An 8-1 Seattle City Council vote in October will put into place an ordinance that creates a telephone directory delivery opt-out registry, according to a news release from the Seattle City Council.
The ordinance requires directory publishers to pay the costs of operating the registry (accessible on the Web, by phone and by mail) and also requires directory publishers to begin paying for the recycling of unwanted discarded directories beginning in 2011. The legislation also sets out penalties for directory publishers who continue to deliver books when requested not to.
“Seattleites are constantly looking for ways to reduce their impact on the environment, and the Council has heard from an overwhelming number of people who don’t want phone books,” says council member Mike O’Brien.
A similar system also has been put into place in Minnesota, though that system has been set up cooperatively with the Berkeley Heights, N.J.-based Yellow Pages Association (YPA).

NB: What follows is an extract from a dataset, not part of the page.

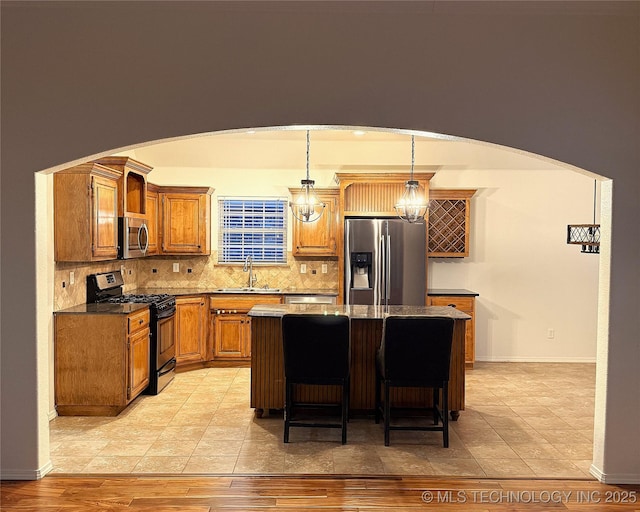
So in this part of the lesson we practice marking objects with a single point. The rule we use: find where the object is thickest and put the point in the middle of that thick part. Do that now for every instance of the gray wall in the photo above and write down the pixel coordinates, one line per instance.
(559, 79)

YPA President Neg Norton remarked to a columnist at the Minnesota business publication Finance & Commerce, “We certainly don’t want to deliver Yellow Pages to people who don’t want them.” Norton also indicated that about 30 percent fewer Yellow Pages directories are distributed in 2010 compared to five years earlier.
In Seattle, the city’s government estimates that nearly 2 million phone books are dropped off in Seattle every year. The city’s department of Public Utilities also puts a price tag of $350,000 to recycle the books, using a figure of $148 per ton.
Through the ordinance passed in October, the city has established a fee of 14 cents per book, likely declining to 7 cents per book after five years, to pay for the registry.
“This ordinance has national significance as the first phone book opt-out requirement in the country,” says Scott Cassel, executive director of the Product Stewardship Institute (PSI), based in Boston. “PSI is using Seattle’s legislation, along with other legislative examples from around the country, to create a model bill for states and municipalities that are ready to follow Seattle’s lead.”
The registry is expected to be ready for use no later than July 1, 2011, according to the news release from the Seattle City Council.